Credit: University of Colorado Cancer Center
Cancers used to be defined by where they grow in the body – lung cancer, skin cancer, brain cancer, etc. But work in recent decades has shown that cancers sharing specific genetic changes may have more in common than cancers that happen to grow in an area of the body. For example, lung cancers, skin cancers, and brain cancers may all be caused by mutation in a gene called BRAF. And drugs targeting BRAF have changed the treatment landscape for melanoma, an aggressive form of skin cancer, and are also in use against lung cancers and brain cancers with BRAF mutations.
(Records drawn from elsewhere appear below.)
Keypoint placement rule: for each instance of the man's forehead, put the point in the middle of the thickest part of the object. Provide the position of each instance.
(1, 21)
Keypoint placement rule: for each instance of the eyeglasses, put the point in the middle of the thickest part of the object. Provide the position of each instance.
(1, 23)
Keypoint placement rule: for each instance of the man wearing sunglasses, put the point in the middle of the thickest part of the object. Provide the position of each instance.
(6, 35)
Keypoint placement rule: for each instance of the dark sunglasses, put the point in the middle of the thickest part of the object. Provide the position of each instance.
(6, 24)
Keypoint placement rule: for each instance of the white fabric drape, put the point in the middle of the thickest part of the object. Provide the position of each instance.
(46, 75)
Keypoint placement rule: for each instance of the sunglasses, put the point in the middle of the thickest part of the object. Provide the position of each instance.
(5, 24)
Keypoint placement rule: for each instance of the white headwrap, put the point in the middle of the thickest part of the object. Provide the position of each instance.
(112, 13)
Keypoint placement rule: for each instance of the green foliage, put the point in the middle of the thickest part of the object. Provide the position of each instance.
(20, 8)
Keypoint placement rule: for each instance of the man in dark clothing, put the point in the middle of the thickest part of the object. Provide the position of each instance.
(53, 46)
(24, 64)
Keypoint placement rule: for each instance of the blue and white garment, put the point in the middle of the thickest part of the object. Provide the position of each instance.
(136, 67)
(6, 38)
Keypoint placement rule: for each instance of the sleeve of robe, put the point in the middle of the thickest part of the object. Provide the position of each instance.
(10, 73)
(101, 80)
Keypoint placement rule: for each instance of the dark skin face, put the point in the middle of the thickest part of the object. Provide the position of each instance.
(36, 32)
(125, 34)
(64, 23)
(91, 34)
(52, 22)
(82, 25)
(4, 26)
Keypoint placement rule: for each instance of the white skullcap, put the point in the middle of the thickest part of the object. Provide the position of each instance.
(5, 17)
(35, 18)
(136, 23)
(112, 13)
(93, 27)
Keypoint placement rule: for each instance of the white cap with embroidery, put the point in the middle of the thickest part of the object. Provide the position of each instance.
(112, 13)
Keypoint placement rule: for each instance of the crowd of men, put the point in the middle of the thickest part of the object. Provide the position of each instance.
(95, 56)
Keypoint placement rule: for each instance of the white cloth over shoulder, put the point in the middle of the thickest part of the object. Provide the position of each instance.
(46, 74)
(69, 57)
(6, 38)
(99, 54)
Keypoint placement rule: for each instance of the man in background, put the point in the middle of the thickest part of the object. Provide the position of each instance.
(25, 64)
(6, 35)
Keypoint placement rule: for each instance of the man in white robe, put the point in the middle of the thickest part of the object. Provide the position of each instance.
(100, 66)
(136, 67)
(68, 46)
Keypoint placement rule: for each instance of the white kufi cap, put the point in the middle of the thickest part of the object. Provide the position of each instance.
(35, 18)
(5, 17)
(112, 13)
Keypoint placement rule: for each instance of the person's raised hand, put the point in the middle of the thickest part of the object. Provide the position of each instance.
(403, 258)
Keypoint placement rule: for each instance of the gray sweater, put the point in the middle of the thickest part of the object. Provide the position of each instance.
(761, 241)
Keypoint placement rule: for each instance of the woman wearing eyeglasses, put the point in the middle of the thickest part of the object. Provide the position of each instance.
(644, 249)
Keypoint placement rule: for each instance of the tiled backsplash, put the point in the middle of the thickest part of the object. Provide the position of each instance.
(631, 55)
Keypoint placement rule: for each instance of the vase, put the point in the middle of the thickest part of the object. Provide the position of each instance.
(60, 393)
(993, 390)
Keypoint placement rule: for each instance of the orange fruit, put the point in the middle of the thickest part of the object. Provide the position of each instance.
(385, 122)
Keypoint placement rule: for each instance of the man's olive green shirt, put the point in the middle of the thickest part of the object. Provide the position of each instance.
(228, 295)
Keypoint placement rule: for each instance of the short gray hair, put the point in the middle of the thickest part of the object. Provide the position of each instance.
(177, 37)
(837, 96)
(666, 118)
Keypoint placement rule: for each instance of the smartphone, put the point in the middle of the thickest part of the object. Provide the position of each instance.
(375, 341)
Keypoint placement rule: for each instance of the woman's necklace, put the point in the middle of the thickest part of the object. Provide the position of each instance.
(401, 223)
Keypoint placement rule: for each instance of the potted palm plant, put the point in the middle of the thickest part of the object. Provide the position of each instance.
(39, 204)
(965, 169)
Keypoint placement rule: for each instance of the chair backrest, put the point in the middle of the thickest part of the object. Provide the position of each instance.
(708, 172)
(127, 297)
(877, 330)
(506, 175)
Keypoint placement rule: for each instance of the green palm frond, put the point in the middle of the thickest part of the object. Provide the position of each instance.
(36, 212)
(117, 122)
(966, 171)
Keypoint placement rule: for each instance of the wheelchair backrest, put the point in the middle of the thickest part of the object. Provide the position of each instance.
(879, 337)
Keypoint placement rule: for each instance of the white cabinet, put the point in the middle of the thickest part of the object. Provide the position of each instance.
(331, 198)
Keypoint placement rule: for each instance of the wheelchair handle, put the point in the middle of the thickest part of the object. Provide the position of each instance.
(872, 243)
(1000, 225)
Unfortunately, cancers eventually tend to develop resistance to drugs that target BRAF and so a major question is What’s next? How should we treat BRAF cancers that have developed resistance to BRAF inhibitors? Or, what could we combine with a BRAF inhibitor to keep cancers from developing this resistance in the first place? Now, an Innovative Collaborative Research Award from the Curing Kids Cancer will help researchers at University of Colorado Cancer Center and collaborators at two other top cancer research institutions explore these questions.
In fact, because BRAF was studied first in melanoma, researchers have a head start in identifying the genetic changes that make melanomas resistant to BRAF inhibitors.
“But we don’t know if brain tumors with BRAF mutations change in the same way,” says Jean Mulcahy Levy, MD, CU Cancer Center investigator and associate professor in the CU School of Medicine Department of Pediatrics.
“We know many ways melanoma becomes resistant, but we don’t see the same resistance mutations in brain tumors. We think that means brain tumors are developing unique or different ways to resist BRAF inhibition,” Mulcahy-Levy says.
To discover the genetic changes that create BRAF inhibition resistance in brain cancer, Mulcahy Levy and colleagues are taking a “deep genetic dive,” she says, into samples of the brain cancer known as pediatric glioma, collected from patients at the time of their initial diagnosis and samples collected when the cancer relapses after treatment with a BRAF inhibitor.
The deep dive has three major steps. First, the researchers are looking for changes in any of 500 genes known to be associated with cancer. Changes in genes between pre-drug and post-drug samples may suggest the cancer is using this gene to drive drug resistance. Then the group will evaluate samples using RNA sequencing to discover whether changes in gene expression (with or without gene mutation) could be driving resistance. And third, the group is using whole-exome sequencing to evaluate the entirety of tumors’ DNA before and after exposure to BRAF inhibitors, which could show previously unknown genetic changes associated with drug resistance.
“This is important because we want to make sure any combination therapy we use is based on what brain tumors actually do and not just what we think they would do based on what melanoma does,” Mulcahy Levy says.
The ongoing project has successfully identified gene candidates that could be driving resistance and is following up on the most promising genes to see if these changes are in fact creating drug resistance or if they just happen to ride along as nonfunctional byproducts of drug treatment. The three labs, at CU Cancer Center, John Hopkins University, and New York University, will seek to replicate the other labs’ results with samples graciously contributed by their patients and by other researches in the brain tumor treatment community.
“The ultimate goal is to identify new potential targets for combination therapy – new agents we could add to BRAF inhibition in brain cancer to keep the cancer from developing resistance,” Mulcahy Levy says.